L'apostolo, nei versetti che precedono il brano ascoltato (1,12-17), scrive ai cristiani di Filippi che la sua prigionia è divenuta una occasione per predicare il Vangelo. L'apostolo non parla dei disagi che la prigionia gli procura. Anzi, la passione per il Vangelo, ha reso la prigionia una straordinaria occasione di predicazione del Vangelo.
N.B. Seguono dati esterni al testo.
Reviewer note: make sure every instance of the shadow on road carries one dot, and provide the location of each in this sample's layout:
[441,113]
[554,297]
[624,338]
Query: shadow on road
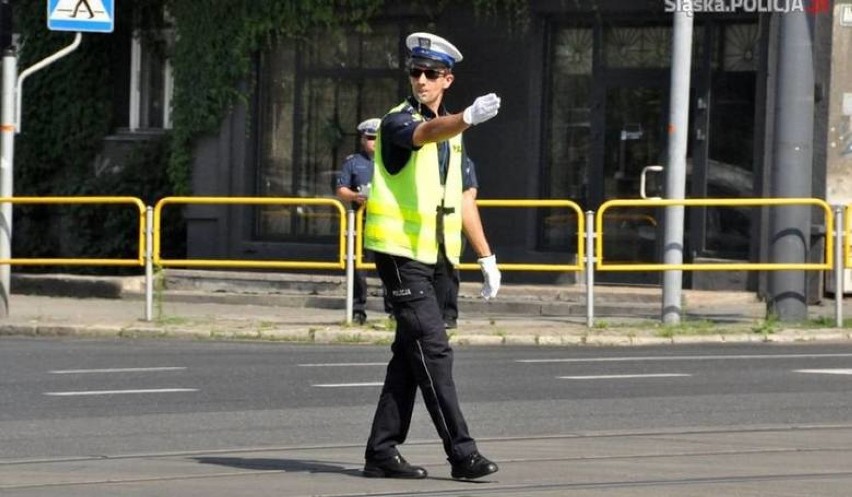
[286,465]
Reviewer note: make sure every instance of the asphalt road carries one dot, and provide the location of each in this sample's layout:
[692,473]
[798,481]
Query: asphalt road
[65,398]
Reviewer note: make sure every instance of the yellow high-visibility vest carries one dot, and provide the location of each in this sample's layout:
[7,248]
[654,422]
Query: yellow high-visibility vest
[403,209]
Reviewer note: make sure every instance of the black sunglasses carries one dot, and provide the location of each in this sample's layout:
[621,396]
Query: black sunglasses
[431,74]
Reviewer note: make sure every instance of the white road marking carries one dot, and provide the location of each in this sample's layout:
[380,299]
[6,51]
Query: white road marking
[117,370]
[683,358]
[344,385]
[825,371]
[622,376]
[343,364]
[120,392]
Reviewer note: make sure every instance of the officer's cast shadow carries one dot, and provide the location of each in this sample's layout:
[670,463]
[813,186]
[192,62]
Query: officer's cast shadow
[295,465]
[286,465]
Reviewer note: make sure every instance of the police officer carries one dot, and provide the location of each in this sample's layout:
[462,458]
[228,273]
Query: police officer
[414,225]
[352,185]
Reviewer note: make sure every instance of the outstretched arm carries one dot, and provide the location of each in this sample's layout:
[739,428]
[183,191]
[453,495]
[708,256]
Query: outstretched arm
[472,224]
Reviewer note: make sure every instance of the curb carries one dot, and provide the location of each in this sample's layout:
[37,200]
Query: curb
[355,336]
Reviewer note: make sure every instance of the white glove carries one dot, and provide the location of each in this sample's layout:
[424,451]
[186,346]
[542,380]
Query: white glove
[490,276]
[483,109]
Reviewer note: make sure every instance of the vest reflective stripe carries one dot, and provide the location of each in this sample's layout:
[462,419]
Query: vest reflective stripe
[402,208]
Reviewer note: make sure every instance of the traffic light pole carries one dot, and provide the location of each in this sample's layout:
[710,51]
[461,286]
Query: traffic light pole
[7,148]
[10,124]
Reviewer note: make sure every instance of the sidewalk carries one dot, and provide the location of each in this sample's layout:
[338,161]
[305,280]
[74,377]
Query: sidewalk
[708,317]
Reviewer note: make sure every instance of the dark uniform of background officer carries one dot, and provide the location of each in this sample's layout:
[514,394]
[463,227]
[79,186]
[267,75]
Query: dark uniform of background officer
[414,227]
[353,185]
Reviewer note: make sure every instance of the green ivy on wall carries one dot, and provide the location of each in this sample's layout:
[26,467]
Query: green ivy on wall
[213,51]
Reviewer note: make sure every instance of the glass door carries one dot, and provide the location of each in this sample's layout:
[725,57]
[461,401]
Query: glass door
[634,137]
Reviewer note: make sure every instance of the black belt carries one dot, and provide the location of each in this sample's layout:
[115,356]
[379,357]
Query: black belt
[440,212]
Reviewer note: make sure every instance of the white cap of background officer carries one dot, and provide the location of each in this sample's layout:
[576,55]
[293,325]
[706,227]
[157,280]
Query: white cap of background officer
[369,127]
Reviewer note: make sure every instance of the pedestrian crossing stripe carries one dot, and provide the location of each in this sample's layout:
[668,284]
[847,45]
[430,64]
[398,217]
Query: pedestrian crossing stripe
[81,15]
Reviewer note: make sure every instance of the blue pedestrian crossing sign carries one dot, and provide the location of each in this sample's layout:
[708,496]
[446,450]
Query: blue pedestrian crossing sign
[93,16]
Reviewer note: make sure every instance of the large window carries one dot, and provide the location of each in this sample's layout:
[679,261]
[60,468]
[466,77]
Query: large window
[312,94]
[569,131]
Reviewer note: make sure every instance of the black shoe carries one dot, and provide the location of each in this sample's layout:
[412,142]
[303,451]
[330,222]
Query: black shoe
[393,467]
[359,317]
[473,466]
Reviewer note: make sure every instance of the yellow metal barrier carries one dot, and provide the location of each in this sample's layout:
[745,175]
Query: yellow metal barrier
[713,202]
[847,224]
[581,223]
[340,264]
[66,261]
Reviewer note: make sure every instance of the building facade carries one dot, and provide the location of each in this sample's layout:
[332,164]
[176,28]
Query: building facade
[585,91]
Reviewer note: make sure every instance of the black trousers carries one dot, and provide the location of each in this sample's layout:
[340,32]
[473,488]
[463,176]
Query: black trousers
[422,358]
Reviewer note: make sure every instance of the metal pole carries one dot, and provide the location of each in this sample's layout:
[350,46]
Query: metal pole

Davvero l'apostolo ha fatto di tutta la sua vita un servizio totale al Vangelo di Gesù. Mette in secondo piano il suo stesso destino personale, la sua stessa vita e la sua morte: quel che conta è la predicazione del Vangelo. È una grande lezione per tutti noi, tanto spesso soggiogati dalla pigrizia o da meschini orizzonti personali. L'apostolo vuole che anche i cristiani di Filippi comprendano che è proprio questo il compito dei discepoli di Gesù: testimoniare il Vangelo, sempre. Ed è un compito irrinunciabile che lo porta a scrivere: "Purché in ogni maniera, per convenienza o per sincerità, Cristo venga annunciato, io me ne rallegro e continuerò a rallegrarmene". Comunicare il Vangelo infatti è far conoscere con le parole e con la vita quanto sia grande l'amore di Dio che si è rivelato nel Signore Gesù. Questa passione di Paolo interroga profondamente tutti noi cristiani all'inizio di questo nuovo millennio. Non abbiamo spesso delegato ad altri questo compito, che Dio invece ha affidato a ciascun discepolo, nessuno escluso? Ognuno infatti, leggendo le pagine della Lettera ai Filippesi, dovrebbe poter dire: "Per me il vivere è Cristo e il morire un guadagno". E se il Signore ci dona la vita, noi viviamo per il Signore e per il Vangelo, perché solo così possiamo essere davvero di aiuto agli altri e al mondo.